In this post, we will learn how to delete duplicate records in SQL Server using CTE.

In the earlier version of SQL Server, if you need to delete duplicate records you had to the following steps
  • Store the distinct of duplicate records in some temp tables
  • Delete the duplicate records from the main table
  • Move the temp table data to main table
But, from SQL Sever 2005 onward, it becomes easy and more efficient to delete duplicate records from the table using CTE and Row_Number.

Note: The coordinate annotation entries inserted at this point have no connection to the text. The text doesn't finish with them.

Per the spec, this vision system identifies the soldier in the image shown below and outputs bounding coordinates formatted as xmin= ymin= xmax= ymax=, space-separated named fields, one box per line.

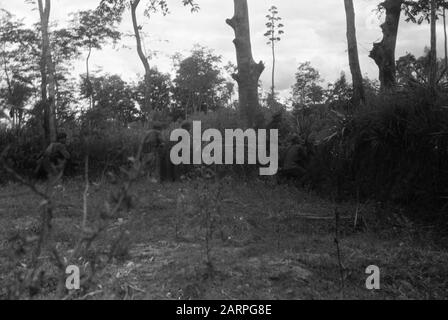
xmin=36 ymin=133 xmax=70 ymax=181
xmin=142 ymin=122 xmax=164 ymax=180
xmin=280 ymin=135 xmax=307 ymax=180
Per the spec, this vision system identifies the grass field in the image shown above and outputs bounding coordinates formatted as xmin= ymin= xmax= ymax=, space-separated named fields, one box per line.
xmin=0 ymin=179 xmax=448 ymax=299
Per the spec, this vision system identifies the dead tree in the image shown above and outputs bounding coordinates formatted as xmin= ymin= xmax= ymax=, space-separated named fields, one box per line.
xmin=226 ymin=0 xmax=264 ymax=127
xmin=344 ymin=0 xmax=366 ymax=106
xmin=131 ymin=0 xmax=152 ymax=114
xmin=38 ymin=0 xmax=57 ymax=143
xmin=429 ymin=0 xmax=437 ymax=90
xmin=370 ymin=0 xmax=403 ymax=92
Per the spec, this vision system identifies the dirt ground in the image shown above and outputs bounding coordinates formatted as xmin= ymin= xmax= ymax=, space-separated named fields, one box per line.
xmin=0 ymin=180 xmax=448 ymax=300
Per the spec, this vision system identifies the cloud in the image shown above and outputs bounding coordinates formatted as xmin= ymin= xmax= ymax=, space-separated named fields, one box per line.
xmin=0 ymin=0 xmax=443 ymax=99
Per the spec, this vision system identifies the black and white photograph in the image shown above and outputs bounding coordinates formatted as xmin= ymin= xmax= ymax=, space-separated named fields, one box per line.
xmin=0 ymin=0 xmax=448 ymax=302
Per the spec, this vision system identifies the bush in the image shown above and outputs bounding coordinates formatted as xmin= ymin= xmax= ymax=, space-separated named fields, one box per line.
xmin=309 ymin=87 xmax=448 ymax=208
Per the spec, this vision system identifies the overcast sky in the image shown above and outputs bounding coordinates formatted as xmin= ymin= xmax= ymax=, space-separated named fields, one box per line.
xmin=0 ymin=0 xmax=443 ymax=97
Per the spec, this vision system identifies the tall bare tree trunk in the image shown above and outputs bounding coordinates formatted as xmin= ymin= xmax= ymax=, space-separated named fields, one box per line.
xmin=271 ymin=41 xmax=276 ymax=96
xmin=86 ymin=45 xmax=93 ymax=110
xmin=429 ymin=0 xmax=437 ymax=90
xmin=38 ymin=0 xmax=57 ymax=142
xmin=344 ymin=0 xmax=366 ymax=107
xmin=226 ymin=0 xmax=264 ymax=127
xmin=370 ymin=0 xmax=403 ymax=92
xmin=131 ymin=0 xmax=152 ymax=119
xmin=443 ymin=7 xmax=448 ymax=74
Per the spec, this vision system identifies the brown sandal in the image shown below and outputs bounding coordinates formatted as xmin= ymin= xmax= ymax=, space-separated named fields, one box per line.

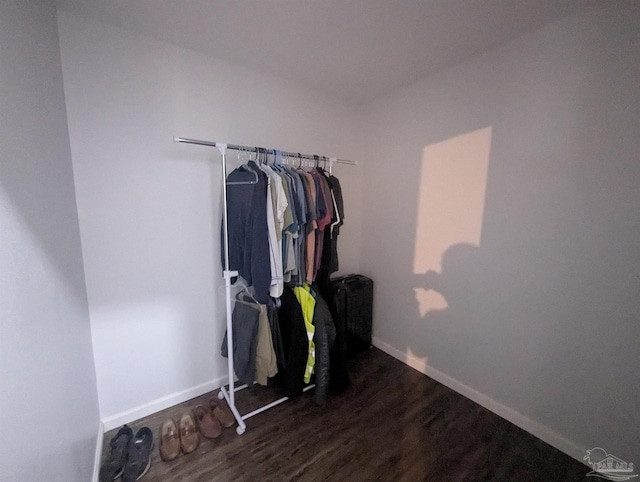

NOTE: CTE was introduced in SQL Server 2005, so the solution would work on SQL Server 2005 onward

Let's first create a table
CREATE TABLE tblduplicate(
    id       INT,
    VALUE    VARCHAR(10)
)

Now let's populate the table with duplicates records
insert into tblduplicate
select 1, 'value 1' union all
select 1, 'value 1' union all
select 1, 'value 2' union all
select 2, 'value 2' union all
select 2, 'value 2' union all
select 3, 'value 3'

Now let's check the data in the table
select * from tblduplicate
OUTPUT

Now lets write script to delete duplicates records from the table using CTE. In the solution first we would generate a sequential no. for duplicate records using Row_Number.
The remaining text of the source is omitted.